FAILED: build/GZLE01/ok 
build/tools/dtk shasum -q  -c config/GZLE01/build.sha1 -o build/GZLE01/ok
build/GZLE01/d_a_wall/d_a_wall.rel: FAILED
415 files OK
WARNING: 1 computed checksum(s) did NOT match

Then that means something in your TU doesn't actually match exactly and you should figure out what it is. We'll go over a few methods of finding out what the issue is - though keep in mind that you can still submit a pull request even if you don't manage to figure it out, just mention that in the description of the PR and revert it in configure.py to NonMatching.

ninja diff (only for main.dol)

If the TU you're working on is in main.dol, you can run the ninja diff command and DTK will print out an explanation of exactly where the issue lies:

$ ninja diff
[4/4] DIFF build/GZLE01/framework.elf
FAILED: dol_diff 
build/tools/dtk -L error dol diff config/GZLE01/config.yml build/GZLE01/framework.elf
ERROR Expected to find symbol getZoneNo__20dStage_roomControl_cFi (type Function, size 0x1C) at 0x8005DCD0    
ERROR At 0x8005DCD0, found: offSwitch__10dSv_info_cFii (type Function, size 0x1AC)    
ERROR Instead, found getZoneNo__20dStage_roomControl_cFi (type Function, size 0x1C) at 0x8005EF6C    
ninja: build stopped: subcommand failed.

Unfortunately, this command currently only supports detecting differences in main.dol, while most actors are in RELs, so it won't print anything useful most of the time:

$ ninja diff
[3/3] DIFF build/GZLE01/framework.elf

If you're working on a REL, you'll have to locate the difference manually.

Weak function ordering

Even if all functions match 100%, it's possible for the TU to not match if the compiler put some of the functions from included headers in the wrong order. You can tell if this is the case by looking at the list of functions in objdiff and slowly moving your mouse down across all the function names on the left hand side - if the cursor on the right hand side jumps back and forth at times, then the functions aren't in the same order.

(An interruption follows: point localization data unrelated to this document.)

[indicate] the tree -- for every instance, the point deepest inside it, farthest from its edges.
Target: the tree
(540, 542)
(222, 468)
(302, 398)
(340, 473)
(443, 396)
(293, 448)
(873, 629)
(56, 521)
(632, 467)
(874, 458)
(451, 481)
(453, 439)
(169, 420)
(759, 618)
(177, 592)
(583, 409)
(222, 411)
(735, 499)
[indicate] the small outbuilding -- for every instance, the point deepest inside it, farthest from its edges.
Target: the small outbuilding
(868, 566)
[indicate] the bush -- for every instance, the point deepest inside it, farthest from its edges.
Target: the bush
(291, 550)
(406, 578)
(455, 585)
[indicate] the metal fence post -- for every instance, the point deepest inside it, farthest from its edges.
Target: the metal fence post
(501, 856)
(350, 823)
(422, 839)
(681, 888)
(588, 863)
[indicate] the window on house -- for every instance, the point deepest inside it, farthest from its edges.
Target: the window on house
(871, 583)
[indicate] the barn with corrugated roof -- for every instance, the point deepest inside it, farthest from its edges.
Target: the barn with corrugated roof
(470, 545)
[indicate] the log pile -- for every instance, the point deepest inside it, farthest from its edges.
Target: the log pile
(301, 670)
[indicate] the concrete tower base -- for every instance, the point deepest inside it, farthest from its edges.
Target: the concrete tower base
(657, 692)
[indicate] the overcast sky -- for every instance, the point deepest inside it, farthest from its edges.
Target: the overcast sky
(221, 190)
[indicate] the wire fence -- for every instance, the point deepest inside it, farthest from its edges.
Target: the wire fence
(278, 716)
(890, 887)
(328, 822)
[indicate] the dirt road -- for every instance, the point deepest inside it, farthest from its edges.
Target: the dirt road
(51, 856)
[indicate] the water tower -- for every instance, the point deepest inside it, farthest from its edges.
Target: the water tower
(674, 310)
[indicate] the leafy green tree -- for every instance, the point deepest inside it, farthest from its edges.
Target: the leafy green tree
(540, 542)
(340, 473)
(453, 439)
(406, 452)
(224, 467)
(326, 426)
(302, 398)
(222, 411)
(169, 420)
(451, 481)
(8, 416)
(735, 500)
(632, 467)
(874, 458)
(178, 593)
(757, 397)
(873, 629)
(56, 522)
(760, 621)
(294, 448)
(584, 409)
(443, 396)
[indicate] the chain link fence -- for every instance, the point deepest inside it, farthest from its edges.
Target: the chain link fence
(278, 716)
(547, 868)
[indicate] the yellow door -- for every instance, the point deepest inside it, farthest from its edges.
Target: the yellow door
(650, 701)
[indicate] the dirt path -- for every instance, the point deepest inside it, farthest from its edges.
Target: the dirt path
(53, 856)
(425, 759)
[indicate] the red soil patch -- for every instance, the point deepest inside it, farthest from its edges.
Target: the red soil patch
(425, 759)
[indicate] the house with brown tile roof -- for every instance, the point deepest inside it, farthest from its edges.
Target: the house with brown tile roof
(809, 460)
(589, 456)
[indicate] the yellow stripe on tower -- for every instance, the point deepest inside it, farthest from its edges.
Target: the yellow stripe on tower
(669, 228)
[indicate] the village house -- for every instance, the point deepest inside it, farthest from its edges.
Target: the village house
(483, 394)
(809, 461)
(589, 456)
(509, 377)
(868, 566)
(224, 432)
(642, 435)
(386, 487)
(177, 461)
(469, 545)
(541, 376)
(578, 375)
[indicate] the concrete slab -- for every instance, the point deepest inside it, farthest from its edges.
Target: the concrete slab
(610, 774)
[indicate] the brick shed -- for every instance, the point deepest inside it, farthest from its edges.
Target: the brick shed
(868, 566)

objdiff showing weak functions that are out of order

This issue is called weak function ordering, and it's so common, and has so many different possible causes, that it gets its own entire guide.

Documentation and naming

Once an actor is fully decompiled, you can start naming some of its member variables if you want to. This is completely optional - it's normal to submit a PR without documenting most fields. Leaving them unnamed (e.g. field_0x290) is preferable to coming up with wrong names if you aren't sure.

But if you do decide to start naming things, you should check out the coding guidelines page.